Family change and variation through the lens of family configurations in low- and middle-income countries
University of Pennsylvania Population Center Working Papers (PSC/PARC) 2019-31
Philadelphia, PA, Population Studies Center (2019)
We show that the joint examination of family indicators offers new insights to understand family change across low- and middle-income countries. We operationalize this idea through the concept of family configuration. A family configuration is a confluence of interrelated conditions under which individuals form families. We measure family configurations using indicators for different dimensions of families: family forms and stability, gender relations, household structure, reproduction, and the timing of family formation events. We use data from 251 Demographic and Health Surveys disaggregated by urban and rural areas. Multiple Correspondence Analysis and clustering techniques allow us to summarize our 20 indicators into three factorial axes, and our 502 units into six country-area clusters (family configurations). We provide an in-depth description of these family configurations, how they change over time, and how they distribute across the globe.

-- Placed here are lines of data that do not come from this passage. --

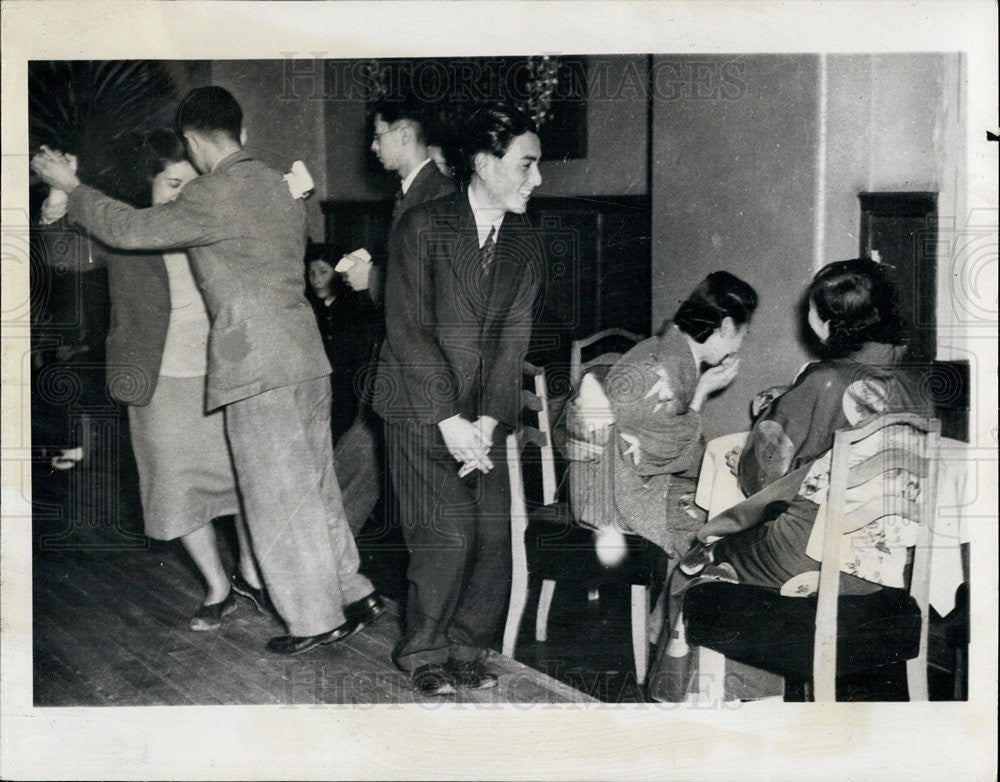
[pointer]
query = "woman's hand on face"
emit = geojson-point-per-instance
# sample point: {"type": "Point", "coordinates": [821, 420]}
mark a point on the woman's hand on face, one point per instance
{"type": "Point", "coordinates": [733, 460]}
{"type": "Point", "coordinates": [718, 377]}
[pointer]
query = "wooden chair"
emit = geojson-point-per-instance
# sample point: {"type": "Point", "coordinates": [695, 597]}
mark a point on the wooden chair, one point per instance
{"type": "Point", "coordinates": [571, 553]}
{"type": "Point", "coordinates": [820, 637]}
{"type": "Point", "coordinates": [538, 402]}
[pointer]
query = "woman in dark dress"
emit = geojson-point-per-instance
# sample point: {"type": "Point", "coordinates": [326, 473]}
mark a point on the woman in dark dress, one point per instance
{"type": "Point", "coordinates": [853, 312]}
{"type": "Point", "coordinates": [346, 321]}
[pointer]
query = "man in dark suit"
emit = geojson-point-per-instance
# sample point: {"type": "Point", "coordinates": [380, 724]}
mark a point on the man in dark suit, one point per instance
{"type": "Point", "coordinates": [245, 235]}
{"type": "Point", "coordinates": [463, 275]}
{"type": "Point", "coordinates": [400, 143]}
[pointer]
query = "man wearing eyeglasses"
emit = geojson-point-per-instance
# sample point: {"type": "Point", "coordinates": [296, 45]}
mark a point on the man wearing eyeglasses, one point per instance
{"type": "Point", "coordinates": [399, 141]}
{"type": "Point", "coordinates": [464, 272]}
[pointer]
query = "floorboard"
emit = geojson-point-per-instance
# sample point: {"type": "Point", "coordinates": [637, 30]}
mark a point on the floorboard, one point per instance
{"type": "Point", "coordinates": [111, 629]}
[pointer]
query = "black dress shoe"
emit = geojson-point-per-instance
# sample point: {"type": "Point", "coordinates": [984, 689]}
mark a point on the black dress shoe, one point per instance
{"type": "Point", "coordinates": [296, 644]}
{"type": "Point", "coordinates": [365, 611]}
{"type": "Point", "coordinates": [256, 595]}
{"type": "Point", "coordinates": [209, 616]}
{"type": "Point", "coordinates": [432, 680]}
{"type": "Point", "coordinates": [470, 674]}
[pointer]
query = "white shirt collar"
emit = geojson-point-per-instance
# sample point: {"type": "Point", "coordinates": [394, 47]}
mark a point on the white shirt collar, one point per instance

Our main conclusion is that global family change emerges
from a complex interplay between the steadiness of traditional ways of forming families and gender relations, and the rapidly changing dynamics in the realms of fertility, contraception and timing of family formation. In most regions of the world, countries display different family configurations, and this diversity is larger among urban areas than rural ones. Together, these results underline the need to conceptualize population dynamics from a systemic perspective, i.e., from a perspective that focuses on the confluence of demographic indicators.